Cancer Genome Atlas Finds Shared Genomic Features That Could Aid Treatments
Alan McStravick for redOrbit.com — Your Universe Online
With the exhaustive amounts of research that have been focused on breast cancer over the past 2 decades, researchers have been able to recognize 4 subtypes of the cancer. Using data generated under The Cancer Genome Atlas (TCGA), the team was able to obtain new insights into the four standard molecular subtypes of breast cancer.
“TCGA’s comprehensive characterization of their high-quality samples allows researchers an unprecedented look at these breast cancer subgroups,” said National Institutes of Health (NIH) Director Francis S. Collins, M.D., Ph.D., in a statement. It was the TCGA Research Network that was able to uncover these marked genomic similarities between the Basal-like subtype and serous ovarian cancers. The mutation spectrum, or types and frequencies of genomic mutations, shared many similarities in both cancer types.
One particular subtype of breast cancer, it has been learned, shares many of the same genetic features with high-grade serous ovarian cancer. This form of ovarian cancer has traditionally been exceptionally difficult to treat, according to researchers supported by the NIH. The suggestion is that this finding links the two cancers to a similar molecular origin. This knowledge may facilitate the comparison of therapeutic data for subtypes of breast and ovarian cancers.
Their findings, part of a collaborative effort that received funding from the National Cancer Institute (NCI) and the National Human Genome Research Institute (NHGRI), both under the NIH, were published online yesterday and will appear in print, in the October 4 issue of Nature.
The implications from this discovery are very positive for women who are diagnosed with high-grade serous ovarian cancer, once an exceptionally dire diagnosis.
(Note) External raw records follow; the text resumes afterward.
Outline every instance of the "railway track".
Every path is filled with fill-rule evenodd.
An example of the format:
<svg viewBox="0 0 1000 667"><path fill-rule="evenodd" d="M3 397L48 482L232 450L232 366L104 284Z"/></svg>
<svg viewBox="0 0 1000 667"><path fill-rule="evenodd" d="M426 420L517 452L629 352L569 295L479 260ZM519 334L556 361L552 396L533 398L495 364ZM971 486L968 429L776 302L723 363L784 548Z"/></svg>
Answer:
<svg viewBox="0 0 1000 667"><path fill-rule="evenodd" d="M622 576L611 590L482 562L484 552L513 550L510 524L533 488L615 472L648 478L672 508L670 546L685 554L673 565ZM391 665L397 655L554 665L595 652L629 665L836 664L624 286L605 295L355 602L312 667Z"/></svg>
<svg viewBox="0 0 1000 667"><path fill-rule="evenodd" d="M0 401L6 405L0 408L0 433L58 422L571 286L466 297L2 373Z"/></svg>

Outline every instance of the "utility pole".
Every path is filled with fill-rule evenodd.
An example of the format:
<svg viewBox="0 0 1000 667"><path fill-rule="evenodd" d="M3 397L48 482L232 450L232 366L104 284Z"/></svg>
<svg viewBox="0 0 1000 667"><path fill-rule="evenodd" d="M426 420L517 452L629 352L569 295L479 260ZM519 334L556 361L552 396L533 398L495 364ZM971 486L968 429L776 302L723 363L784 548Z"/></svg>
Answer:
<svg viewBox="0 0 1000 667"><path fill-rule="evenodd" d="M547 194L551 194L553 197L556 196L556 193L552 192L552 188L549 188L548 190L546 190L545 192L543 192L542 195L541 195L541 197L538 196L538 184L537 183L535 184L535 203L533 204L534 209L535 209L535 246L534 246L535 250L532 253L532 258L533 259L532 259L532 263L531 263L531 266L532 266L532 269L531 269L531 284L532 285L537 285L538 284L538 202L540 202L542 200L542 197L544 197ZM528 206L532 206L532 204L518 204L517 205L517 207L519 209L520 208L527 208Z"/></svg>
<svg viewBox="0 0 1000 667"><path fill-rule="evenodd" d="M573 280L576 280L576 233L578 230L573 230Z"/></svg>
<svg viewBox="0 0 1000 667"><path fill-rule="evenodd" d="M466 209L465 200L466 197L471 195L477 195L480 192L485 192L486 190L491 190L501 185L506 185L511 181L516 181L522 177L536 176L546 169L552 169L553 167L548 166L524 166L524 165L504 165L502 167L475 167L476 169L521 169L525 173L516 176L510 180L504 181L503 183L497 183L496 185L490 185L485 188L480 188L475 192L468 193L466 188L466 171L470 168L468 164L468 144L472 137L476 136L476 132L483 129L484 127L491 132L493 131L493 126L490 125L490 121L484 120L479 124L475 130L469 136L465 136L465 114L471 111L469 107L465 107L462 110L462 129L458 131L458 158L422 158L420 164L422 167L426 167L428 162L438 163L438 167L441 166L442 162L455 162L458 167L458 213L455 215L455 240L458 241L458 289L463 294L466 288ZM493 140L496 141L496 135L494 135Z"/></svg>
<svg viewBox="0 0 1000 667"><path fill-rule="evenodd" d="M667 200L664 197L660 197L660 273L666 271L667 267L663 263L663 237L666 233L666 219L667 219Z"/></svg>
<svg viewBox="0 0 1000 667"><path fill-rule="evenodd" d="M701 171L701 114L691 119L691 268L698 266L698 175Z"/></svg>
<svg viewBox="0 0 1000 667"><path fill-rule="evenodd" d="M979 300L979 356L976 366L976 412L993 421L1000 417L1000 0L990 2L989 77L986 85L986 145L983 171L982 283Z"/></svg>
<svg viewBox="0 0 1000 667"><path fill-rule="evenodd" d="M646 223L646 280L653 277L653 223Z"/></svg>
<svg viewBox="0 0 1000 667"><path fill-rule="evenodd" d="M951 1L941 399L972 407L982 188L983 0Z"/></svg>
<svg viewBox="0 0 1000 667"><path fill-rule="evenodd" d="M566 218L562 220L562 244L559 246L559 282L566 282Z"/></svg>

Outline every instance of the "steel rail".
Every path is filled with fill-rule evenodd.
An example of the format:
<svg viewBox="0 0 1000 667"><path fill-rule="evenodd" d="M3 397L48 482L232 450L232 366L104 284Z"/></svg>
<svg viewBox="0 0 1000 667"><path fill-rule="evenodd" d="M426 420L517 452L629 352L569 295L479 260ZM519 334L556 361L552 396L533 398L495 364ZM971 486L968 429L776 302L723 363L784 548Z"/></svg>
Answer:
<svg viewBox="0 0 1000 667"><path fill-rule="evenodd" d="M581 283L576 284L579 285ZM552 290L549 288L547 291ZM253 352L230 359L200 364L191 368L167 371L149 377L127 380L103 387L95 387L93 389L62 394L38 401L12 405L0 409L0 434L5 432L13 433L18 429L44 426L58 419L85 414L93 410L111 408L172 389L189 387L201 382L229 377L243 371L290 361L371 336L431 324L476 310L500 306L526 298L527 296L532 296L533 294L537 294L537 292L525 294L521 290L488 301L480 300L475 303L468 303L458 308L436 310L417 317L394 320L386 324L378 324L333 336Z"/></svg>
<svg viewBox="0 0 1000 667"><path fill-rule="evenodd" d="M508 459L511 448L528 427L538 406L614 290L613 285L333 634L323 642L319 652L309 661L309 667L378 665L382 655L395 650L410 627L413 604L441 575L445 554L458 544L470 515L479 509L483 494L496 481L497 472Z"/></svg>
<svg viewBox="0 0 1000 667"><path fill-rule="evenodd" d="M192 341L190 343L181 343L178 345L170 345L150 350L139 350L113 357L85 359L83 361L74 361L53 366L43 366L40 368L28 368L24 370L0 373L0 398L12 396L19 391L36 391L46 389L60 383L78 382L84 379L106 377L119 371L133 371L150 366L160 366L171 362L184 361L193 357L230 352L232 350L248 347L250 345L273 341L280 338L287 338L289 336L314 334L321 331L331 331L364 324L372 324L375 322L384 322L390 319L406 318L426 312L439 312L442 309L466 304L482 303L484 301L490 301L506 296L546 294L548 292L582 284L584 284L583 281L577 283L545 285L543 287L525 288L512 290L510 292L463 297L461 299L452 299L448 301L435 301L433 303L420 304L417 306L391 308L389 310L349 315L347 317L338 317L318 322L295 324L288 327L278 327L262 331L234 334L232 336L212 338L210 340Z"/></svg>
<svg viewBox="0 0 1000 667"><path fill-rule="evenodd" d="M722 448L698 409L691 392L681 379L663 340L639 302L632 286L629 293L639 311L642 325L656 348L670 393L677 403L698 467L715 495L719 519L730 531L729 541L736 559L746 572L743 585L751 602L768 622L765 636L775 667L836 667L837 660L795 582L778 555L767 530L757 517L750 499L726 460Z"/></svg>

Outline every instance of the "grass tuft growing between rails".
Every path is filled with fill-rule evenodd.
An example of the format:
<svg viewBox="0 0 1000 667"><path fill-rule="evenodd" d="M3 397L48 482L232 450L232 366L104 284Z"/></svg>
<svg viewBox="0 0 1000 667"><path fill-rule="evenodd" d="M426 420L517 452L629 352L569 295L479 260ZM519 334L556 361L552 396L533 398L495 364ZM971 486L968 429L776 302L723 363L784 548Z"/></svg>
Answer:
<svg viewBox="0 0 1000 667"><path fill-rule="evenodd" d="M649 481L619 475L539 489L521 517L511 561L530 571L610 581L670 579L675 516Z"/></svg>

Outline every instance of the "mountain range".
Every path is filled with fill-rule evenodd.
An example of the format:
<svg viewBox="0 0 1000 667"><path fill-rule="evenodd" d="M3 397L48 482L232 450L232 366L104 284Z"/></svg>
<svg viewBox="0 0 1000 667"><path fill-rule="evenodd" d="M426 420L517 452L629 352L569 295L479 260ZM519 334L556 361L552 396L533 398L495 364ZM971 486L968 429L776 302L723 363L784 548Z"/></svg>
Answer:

This is because, as it shares genetic similarities with a form of breast cancer that has established treatment protocols, doctors will now be able to target this form of ovarian cancer in much the same way.
In fact, computational analyses have been completed that show that the Basal-like breast and serous ovarian cancers could exhibit susceptibility to treatments that would inhibit blood vessel growth. One such therapy, a chemotherapy drug called cisplatin, performs in this manner, effectively cutting off blood supply to the tumor.
“The molecular similarity of one of the principal subtypes of breast cancer to that found in ovarian cancer gives us additional leverage to compare treatments and outcomes across these two cancers,” noted Harold Varmus, M.D., NCI director, in a statement. “This treasure trove of genetic information will need to be examined in great detail to identify how we can use it functionally and clinically.”
Statistics provided by the World Health Organization show that each year there are approximately 1.3 million new cases of breast cancer, with 450,000 fatalities resultant from that diagnosis. Breast cancer, while not exclusively a female condition, (men account for 1% of breast cancer cases), is the most common cancer among women. The majority of these diagnoses are what are called sporadic, which negates familial history as a cause. There are genetic diagnoses, as well.
Dr. Eric D. Green, MD, PhD, director of the NHGRI commented, “The data generated by the TCGA program comprise a vast resource that investigators will be analyzing for years to come. The resource of information about breast cancer genomes will undoubtedly fuel myriad discoveries by the cancer research community.”